It can be tough to find dishes that, at their roots, are meatless. Oftentimes we vegetarian recipe developers find ourselves busily creating meat-free versions of meaty favorites.
But pasta e fagioli – which literally translates to “pasta and beans” – is an Italian peasant dish traditionally made with inexpensive, vegetarian ingredients. So I added meat to half of it. I’m so difficult that way.
I’ve been wanting to adapt pasta e fagioli for the Crock Pot for awhile, and this Slow Cooker Vegetarian Pasta e Fagioli Soup seemed like a natural variation. Sturdy kidney beans, carrots, and cabbage mingle with tomatoes and Italian-seasoned veggie broth for a warm, comforting dinner.
If your garden’s overflowing (finally!) with zucchini like ours is, you might throw some of that in there, too.
A little pasta and, if you desire, cooked ground beef thrown in to a portion at the end for the meat-eaters, and you’re good to go.
Something for everyone.
There’s a school of thought out there that onion and garlic should be sauteed before being added to the slow cooker, because sometimes the end result can taste funny. I’ve spent a fair (possibly embarrassing) amount of time pondering and testing this. Because why add that extra work to slow cooker recipe preparation if it’s not necessary?
My conclusion is that for most super-hearty chilis and stews, a quick pre-saute isn’t necessary. But for brothy soups or recipes where very developed flavors and spices are important, it can make a difference. Although the biggest difference is the smell! When you add the onion and garlic raw, when you lift that lid toward the end of the process, your food can smell a little funky. Not bad! But you can just tell if you didn’t cook it up first. It still tastes okay, though – the flavors just aren’t quite as developed.
For this soup, I actually made two versions at the same time – one with pre-cooked onions and garlic, and one where I just dumped everything in.

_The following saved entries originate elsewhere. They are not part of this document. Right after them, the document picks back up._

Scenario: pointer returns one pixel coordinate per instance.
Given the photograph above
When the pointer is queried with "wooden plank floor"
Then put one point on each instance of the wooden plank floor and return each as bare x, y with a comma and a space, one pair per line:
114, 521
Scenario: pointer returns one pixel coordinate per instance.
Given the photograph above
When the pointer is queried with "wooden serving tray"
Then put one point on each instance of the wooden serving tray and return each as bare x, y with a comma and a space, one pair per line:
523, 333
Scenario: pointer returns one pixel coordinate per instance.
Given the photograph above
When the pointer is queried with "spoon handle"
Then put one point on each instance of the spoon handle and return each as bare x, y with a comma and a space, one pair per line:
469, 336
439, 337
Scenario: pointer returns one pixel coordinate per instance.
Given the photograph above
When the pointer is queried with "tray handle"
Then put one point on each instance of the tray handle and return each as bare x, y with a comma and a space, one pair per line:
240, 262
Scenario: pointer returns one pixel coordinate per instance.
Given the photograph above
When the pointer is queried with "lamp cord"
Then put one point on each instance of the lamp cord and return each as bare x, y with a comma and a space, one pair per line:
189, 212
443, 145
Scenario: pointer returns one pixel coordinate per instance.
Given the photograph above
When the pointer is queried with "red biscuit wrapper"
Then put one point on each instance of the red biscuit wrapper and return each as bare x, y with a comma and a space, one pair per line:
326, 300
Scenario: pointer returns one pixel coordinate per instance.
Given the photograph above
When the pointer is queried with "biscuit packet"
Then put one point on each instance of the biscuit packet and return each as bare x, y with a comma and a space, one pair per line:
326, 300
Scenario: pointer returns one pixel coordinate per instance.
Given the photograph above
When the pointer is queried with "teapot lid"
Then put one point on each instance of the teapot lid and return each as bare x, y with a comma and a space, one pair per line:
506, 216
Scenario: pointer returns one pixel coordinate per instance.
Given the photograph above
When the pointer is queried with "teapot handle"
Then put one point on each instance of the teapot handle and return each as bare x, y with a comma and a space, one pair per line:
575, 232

Then my guy and I did a little taste test. I preferred the one with sauteed onion – but I also knew which one it was, so it could have been mental. My guy went in blind – he had no idea which was which – and he slightly preferred the one that started with raw onions!

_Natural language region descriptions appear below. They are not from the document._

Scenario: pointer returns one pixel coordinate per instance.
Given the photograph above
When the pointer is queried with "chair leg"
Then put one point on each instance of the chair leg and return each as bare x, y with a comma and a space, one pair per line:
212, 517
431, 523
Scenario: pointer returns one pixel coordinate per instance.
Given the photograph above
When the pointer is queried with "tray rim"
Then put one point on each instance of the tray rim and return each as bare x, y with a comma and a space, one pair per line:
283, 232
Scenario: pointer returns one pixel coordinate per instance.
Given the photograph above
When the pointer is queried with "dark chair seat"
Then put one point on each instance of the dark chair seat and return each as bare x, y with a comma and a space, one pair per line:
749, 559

So I wrote this recipe to include the saute at the beginning of the process – but if you’d rather dump ’em in raw, it won’t make a huge difference in the end result.
Slow Cooker Vegetarian Pasta e Fagioli Soup (with Optional Ground Beef)
- 2 teaspoons olive oil
- 1 medium onion (diced)
- 2 medium cloves garlic (minced)
- 2 teaspoons Italian seasoning
- 1/2 teaspon kosher salt
- 1/2 teaspoon freshly ground black poepper
- 4 cups vegetable broth
- 1/2 small green cabbage (finely chopped (4 cups))
- 3 medium carrots (peeled and diced (1 cup))
- 1 medium zucchini (diced (optional))
- 1 15-ounce can kidney beans, drained and rinsed
- 1 14-ounce can diced tomatoes
- 1 cup small pasta of your choice
- 2 tablespoons red wine vinegar
- Additional salt and pepper to taste
- Optional toppings: Fresh basil and/or parsley (drizzle of olive oil, shredded Parmesan cheese)
If adding ground beef to half:
- 1/2 pound lean ground beef
If adding ground beef to all:
- 1 pound lean ground beef
- Drizzle the olive oil into a large saute pan set over medium heat. Add the onions and cook, stirring occasionally, until softened, about 5 minutes. Add the garlic, Italian seasoning, salt, and pepper and cook, stirring once or twice, for 1 minute. Splash in about 1/2 cup of the vegetable broth and scrape up any bits that are stuck to the bottom of the pan. Pour into slow cooker.
- To the slow cooker, add remaining vegetable broth, cabbage, carrots, zucchini if using, beans, and tomatoes. (If you're adding 1 pound ground beef to the entire batch, you can cook and drain ground beef well and add it now.) Cook for 8 hours on low (5-6 hours on high should also do the trick).
- 30 minutes before the cooking process ends, add pasta and put lid back on the Crock Pot.* Continue cooking on low until tender.
- *At this point, if you're adding ground beef to half, set a large saucepan over medium heat, add the 1/2 pound ground beef, and cook, stirring occasionally, until cooked through, 10-15 minutes. Drain any excess fat. Transfer a little less than half the soup to the pan with the ground beef and let simmer, covered, until pasta is completely tender and soup is heated through.
- Stir in red wine vinegar (divide between separate pots if doing the half-meaty version) and taste. Add additional salt and pepper if desired.
- Serve topped with chopped parsley and/or basil, a drizzle of olive oil, and pass with Parmesan cheese if desired.